What is full-stack system design?
Full-stack system design is architecting a complete application: the data model, the API contract, the client structure, auth, caching, and how it all deploys and scales. It is the big-picture skill of fitting every layer together into a coherent whole.
Why it matters
Building features teaches the parts; designing a system teaches how they combine. Full-stack interviews and real projects both ask you to take an idea and lay out the whole architecture with trade-offs. It is where the breadth of this track pays off, and it is what senior roles expect you to do.
What to learn
- Framing requirements and constraints
- Designing the data model first
- Defining the API contract
- Client architecture and state
- Auth, caching, and realtime where needed
- Deployment and scaling considerations
- Communicating trade-offs
Common pitfall
Jumping to specific technologies — "I'll use Next, Postgres, Redis" — before understanding the requirements and the data. The stack is a late decision; the data model and the contracts between layers are what matter first.

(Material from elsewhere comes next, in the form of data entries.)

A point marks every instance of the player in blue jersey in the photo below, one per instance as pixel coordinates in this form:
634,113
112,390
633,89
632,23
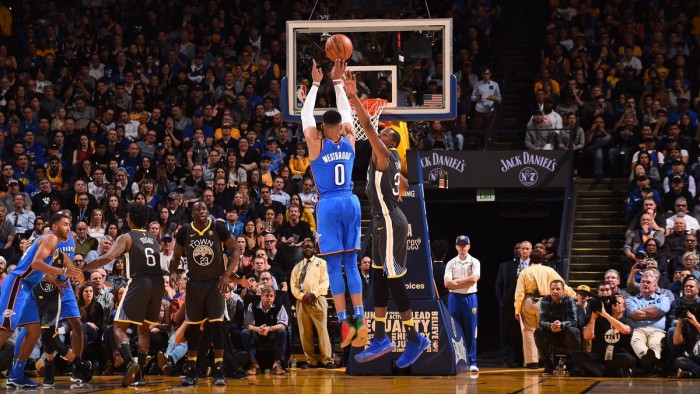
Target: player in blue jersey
332,155
17,288
51,306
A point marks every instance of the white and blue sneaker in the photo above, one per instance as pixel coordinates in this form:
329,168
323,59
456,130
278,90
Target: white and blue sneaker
376,349
412,352
22,382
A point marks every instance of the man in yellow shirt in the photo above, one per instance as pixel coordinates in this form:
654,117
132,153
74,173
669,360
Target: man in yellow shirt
309,284
533,284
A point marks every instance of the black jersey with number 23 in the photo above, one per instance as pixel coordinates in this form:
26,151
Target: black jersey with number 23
204,250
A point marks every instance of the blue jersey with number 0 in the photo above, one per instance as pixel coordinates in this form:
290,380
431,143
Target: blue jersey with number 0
333,167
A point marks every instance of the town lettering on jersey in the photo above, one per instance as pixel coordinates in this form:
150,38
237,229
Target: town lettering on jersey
146,240
333,156
437,159
528,159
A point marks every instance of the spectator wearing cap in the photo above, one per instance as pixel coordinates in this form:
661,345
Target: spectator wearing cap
277,157
639,192
634,240
680,209
227,139
676,239
583,310
461,276
167,248
533,284
678,169
558,324
683,109
12,190
177,211
486,95
539,134
22,219
677,190
198,123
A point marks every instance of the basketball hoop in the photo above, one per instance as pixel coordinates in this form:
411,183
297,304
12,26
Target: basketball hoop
374,108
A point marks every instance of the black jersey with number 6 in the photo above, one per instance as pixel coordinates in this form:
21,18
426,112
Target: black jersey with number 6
143,259
204,249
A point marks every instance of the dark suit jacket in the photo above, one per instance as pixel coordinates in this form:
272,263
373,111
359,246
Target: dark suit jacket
506,281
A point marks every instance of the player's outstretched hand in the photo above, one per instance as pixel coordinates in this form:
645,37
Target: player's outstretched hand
223,284
316,72
338,70
350,84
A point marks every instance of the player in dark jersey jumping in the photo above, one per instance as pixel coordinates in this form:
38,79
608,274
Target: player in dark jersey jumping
385,186
144,291
332,155
207,283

Designing around tools instead of the problem produces architectures that do not fit.
Resources
Primary (free):
- System Design Primer · docs
- ByteByteGo — System design 101 · docs
- Architecture of modern web apps · article
Practice
Take a prompt like "design a task-management app" and work through it end to end: requirements, data model, API contract, client structure, auth, and deployment, naming trade-offs along the way. Decide the stack last. Done when the design flows from requirements and data, not from a tool you wanted to use.
Outcomes
- Design a full application across all layers.
- Start from requirements and the data model.
- Define contracts between client and server.
- Communicate architecture trade-offs clearly.